Tuesday, January 24, 2012

Rush to reform Myanmar creates ‘Burma burn-out’


As Myanmar’s rapid reform programme propels it from pariah to emerging market status, a new phrase has cropped up in conversations in tea shops in the city of Yangon: “Burma burn-out”.

The phrase is used, only half-jokingly, by diplomats and expatriates to describe how the recent explosion of reformist fervour is stretching the government’s painfully limited capabilities almost beyond breaking point. But there is a more serious point – a growing concern that Myanmar’s reformers might not be able to do everything they want to do or that the international community is demanding of them.



Not long ago, a single regulatory reform might have taken a year or more to implement in Myanmar, previously known as Burma. Now, a new policy can emerge in a matter of days. “This is a government in a hurry and it wants everything done yesterday,” said a Yangon-based diplomat.
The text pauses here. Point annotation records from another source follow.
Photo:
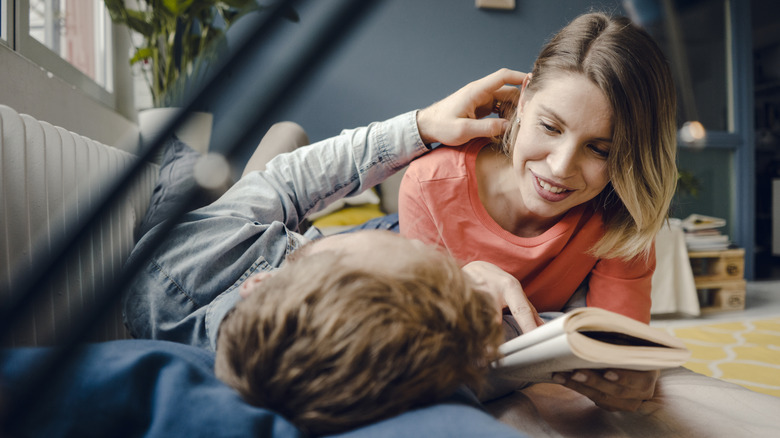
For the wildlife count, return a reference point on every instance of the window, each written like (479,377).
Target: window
(72,39)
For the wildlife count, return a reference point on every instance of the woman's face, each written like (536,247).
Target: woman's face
(560,154)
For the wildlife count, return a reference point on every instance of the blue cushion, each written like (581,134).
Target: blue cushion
(164,389)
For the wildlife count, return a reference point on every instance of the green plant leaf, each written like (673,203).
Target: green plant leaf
(141,54)
(177,7)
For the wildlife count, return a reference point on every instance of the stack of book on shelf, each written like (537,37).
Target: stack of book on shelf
(702,233)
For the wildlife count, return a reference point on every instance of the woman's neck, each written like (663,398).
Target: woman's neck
(501,197)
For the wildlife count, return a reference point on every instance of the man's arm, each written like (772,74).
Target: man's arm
(191,282)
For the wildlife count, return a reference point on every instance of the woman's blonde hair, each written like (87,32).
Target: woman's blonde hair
(625,63)
(333,347)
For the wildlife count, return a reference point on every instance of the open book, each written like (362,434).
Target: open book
(586,337)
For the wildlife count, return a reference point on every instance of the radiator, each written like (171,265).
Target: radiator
(49,179)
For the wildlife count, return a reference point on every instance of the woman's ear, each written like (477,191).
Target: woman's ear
(521,101)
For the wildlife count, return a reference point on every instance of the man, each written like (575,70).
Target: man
(305,342)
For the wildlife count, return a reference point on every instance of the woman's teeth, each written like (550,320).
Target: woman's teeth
(551,188)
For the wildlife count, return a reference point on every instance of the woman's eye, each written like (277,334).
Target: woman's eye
(549,128)
(602,153)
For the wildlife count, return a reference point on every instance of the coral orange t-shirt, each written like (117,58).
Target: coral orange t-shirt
(439,204)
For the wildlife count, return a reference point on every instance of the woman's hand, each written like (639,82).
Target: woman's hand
(612,389)
(457,118)
(507,291)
Judging by official communications, Myanmar’s bureaucrats appear to be working seven days a week. Emails come at odd times of day and night. Announcements can emerge at dawn. Government meetings take place even at midnight.

“There is indeed a danger that people will burn out. That’s why they need help,” said David Lipman, the European Union’s ambassador to Myanmar. “This is a government crying out for help in capacity-building, at every level . . . they want to do so many things. The real problem is implementation.”

A long-time expat businessman explains how a “tiny handful” of people are trying to make enormous changes on all fronts. “There are probably no more than 20 to 30 competent people in this government who can do this stuff – and they’re definitely not getting any sleep. They’re trying to negotiate with ethnic rebels, draw up everything from land reform to financial regulation and liaise with western organisations – while fighting a rearguard action from people who benefited from the status quo.”

Indeed, says an American aid worker, “there are a few who know how to run things and then there’s the rest, who’ve never been trained in anything, who sit around waiting for orders, who have come up in a bureaucratic dictatorship system where initiative is punished, not rewarded. And that’s the system supposedly overseeing this incredible change.”

Myanmar clearly lacks the institutions needed to support and deepen the democratisation process and implement planned reforms, warns Susanne Kempel, a European aid consultant. “Decades of neglect of the public sector, a poor education system and inadequate training of civil servants [have] created a void in capacity – which might just be the biggest obstacle to reform in the country.”

The crisis in capacity is not just confined to the bureaucracy. From diplomats and business executives to aid workers and tourism industry representatives, all involved in Myanmar’s push to open up risk “burn-out syndrome”. Hotels are running at near 100 per cent occupancy, aid organisations – multilateral and non-governmental – are coming to seek potential projects and business people are flooding in to assess opportunities.

It is what Phil Robertson, who has worked on Myanmar issues for two decades and now heads Human Rights Watch in Thailand, calls the “ultimate gold rush”.

“We’re not just talking about the Burmese. This is the moment when diplomats can make their name, when aid groups can set up and have big input; it’s the place where careers are going to be made – it’s a fantastic opportunity for anyone with capacity or ability to be on the front line; if you’re a local NGO with any track record, every donor in the world is going to be banging on your door with money; if you have a couple of old houses, you can fix them up and rent to foreigners. And if you’re Burmese and in business, you’re looking like a potential joint venture partner for foreign companies.”

On a policy level, the government may be trying to do too much, too fast, say diplomats. Many warn that the hectic pace is resulting in flawed policies, draft legislation riddled with loopholes and ad hoc decisions.

One example is the government’s abrupt cancellation of mega-projects, including the decision last September to suspend a $3.6bn Chinese dam project at Myitsone in the north, and the recent move to cancel a Thai, coal-fired power plant at Dawei in the south-east.
While such decisions may reflect a new desire to “listen to the people’s voices”, as President Thein Sein has said, there has been no explanation or consultation with the companies concerned.

Another concern is new legislation, for example, proposed laws to reform land use. These were “written in haste and without proper consultation with key stakeholders including land experts, and fail to provide adequate guarantees for millions of small farmers”, says a consultant to international NGOs.

“So many momentous things are happening there’s no room to pause,” says one young western diplomat. “You have to grab the moment; the trouble is, people are going to burn out”.